Then I remembered at once where it was that I had seen him—at the broker’s in the city, before we sailed for America.
“What Christian name?” I asked.
Charles reflected a moment. “The same as the one in the note we got with the dust-coat,” he answered, at last. “The man is Paul Finglemore!”
“You will arrest him?” I asked.
“Can I, on this evidence?”
“We might bring it home to him.”
Charles mused for a moment. “We shall have nothing against him,” he said slowly, “except in so far as we can swear to his identity. And that may be difficult.”

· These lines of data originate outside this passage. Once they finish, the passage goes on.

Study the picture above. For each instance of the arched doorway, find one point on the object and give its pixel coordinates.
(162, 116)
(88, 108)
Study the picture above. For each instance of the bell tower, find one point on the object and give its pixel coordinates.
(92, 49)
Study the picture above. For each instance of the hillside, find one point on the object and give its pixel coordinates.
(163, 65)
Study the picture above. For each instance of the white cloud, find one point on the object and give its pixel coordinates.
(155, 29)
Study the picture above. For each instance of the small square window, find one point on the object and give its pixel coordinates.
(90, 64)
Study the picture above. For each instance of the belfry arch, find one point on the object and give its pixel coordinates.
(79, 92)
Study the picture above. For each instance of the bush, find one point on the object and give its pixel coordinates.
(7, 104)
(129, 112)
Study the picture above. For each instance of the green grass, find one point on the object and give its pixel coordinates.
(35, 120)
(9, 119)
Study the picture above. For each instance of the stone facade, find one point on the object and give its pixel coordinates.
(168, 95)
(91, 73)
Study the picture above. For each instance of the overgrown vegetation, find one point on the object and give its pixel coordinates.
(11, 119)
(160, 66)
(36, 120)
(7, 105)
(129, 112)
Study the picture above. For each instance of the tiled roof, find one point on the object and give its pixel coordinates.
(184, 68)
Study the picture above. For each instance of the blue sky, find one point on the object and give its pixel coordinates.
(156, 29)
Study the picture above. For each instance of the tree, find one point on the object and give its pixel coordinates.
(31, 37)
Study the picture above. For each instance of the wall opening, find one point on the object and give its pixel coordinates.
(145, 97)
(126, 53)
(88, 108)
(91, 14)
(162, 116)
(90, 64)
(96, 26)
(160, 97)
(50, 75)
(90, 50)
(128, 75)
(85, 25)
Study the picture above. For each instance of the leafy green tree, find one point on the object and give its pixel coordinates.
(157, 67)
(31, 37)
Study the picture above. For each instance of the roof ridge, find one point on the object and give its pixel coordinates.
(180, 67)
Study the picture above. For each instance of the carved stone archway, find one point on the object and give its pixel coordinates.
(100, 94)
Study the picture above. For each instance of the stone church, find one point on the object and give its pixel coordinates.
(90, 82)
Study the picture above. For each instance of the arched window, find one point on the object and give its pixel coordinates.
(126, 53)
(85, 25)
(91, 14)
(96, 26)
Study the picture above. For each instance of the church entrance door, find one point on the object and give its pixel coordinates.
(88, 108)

Just at that moment the footman brought in tea. Charles wondered apparently whether the man, who had been with us at Seldon when Colonel Clay was David Granton, would recollect the face or recognise having seen it. “Look here, Dudley,” he said, holding up the water-colour, “do you know that person?”

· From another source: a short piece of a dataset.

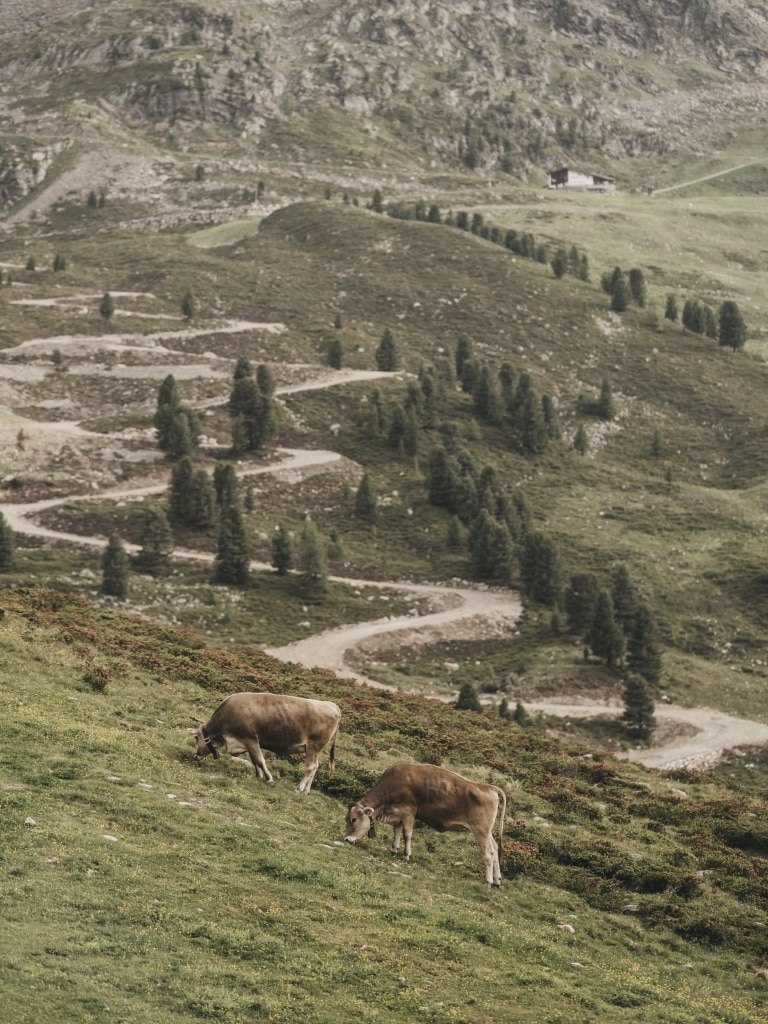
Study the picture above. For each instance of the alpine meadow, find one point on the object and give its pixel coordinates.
(411, 357)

Dudley gazed at it a moment. “Certainly, sir,” he answered briskly.
“Who is it?” Amelia asked. We expected him to answer, “Count von Lebenstein,” or “Mr. Granton,” or “Medhurst.”
Instead of that, he replied, to our utter surprise, “That’s Césarine’s young man, my lady.”
“Césarine’s young man?” Amelia repeated, taken aback. “Oh, Dudley, surely, you must be mistaken!”
“No, my lady,” Dudley replied, in a tone of conviction. “He comes to see her quite reg’lar; he have come to see her, off and on, from time to time, ever since I’ve been in Sir Charles’s service.”
“When will he be coming again?” Charles asked, breathless.
“He’s downstairs now, sir,” Dudley answered, unaware of the bombshell he was flinging into the midst of a respectable family.
Charles rose excitedly, and put his back against the door. “Secure that man,” he said to me sharply, pointing with his finger.
“What man?” I asked, amazed. “Colonel Clay? The young man who’s downstairs now with Césarine?”
“No,” Charles answered, with decision; “Dudley!”
I laid my hand on the footman’s shoulder, not understanding what Charles meant. Dudley, terrified, drew back, and would have rushed from the room; but Charles, with his back against the door, prevented him.
“I—I’ve done nothing to be arrested, Sir Charles,” Dudley cried, in abject terror, looking appealingly at Amelia. “It—it wasn’t me as cheated you.” And he certainly didn’t look it.
“I daresay not,” Charles answered. “But you don’t leave this room till Colonel Clay is in custody. No, Amelia, no; it’s no use your speaking to me. What he says is true. I see it all now. This villain and Césarine have long been accomplices! The man’s downstairs with her now. If we let Dudley quit the room he’ll go down and tell them; and before we know where we are, that slippery eel will have wriggled through our fingers, as he always wriggles. He is Paul Finglemore; he is Césarine’s young man; and unless we arrest him now, without one minute’s delay, he’ll be off to Madrid or St. Petersburg by this evening!”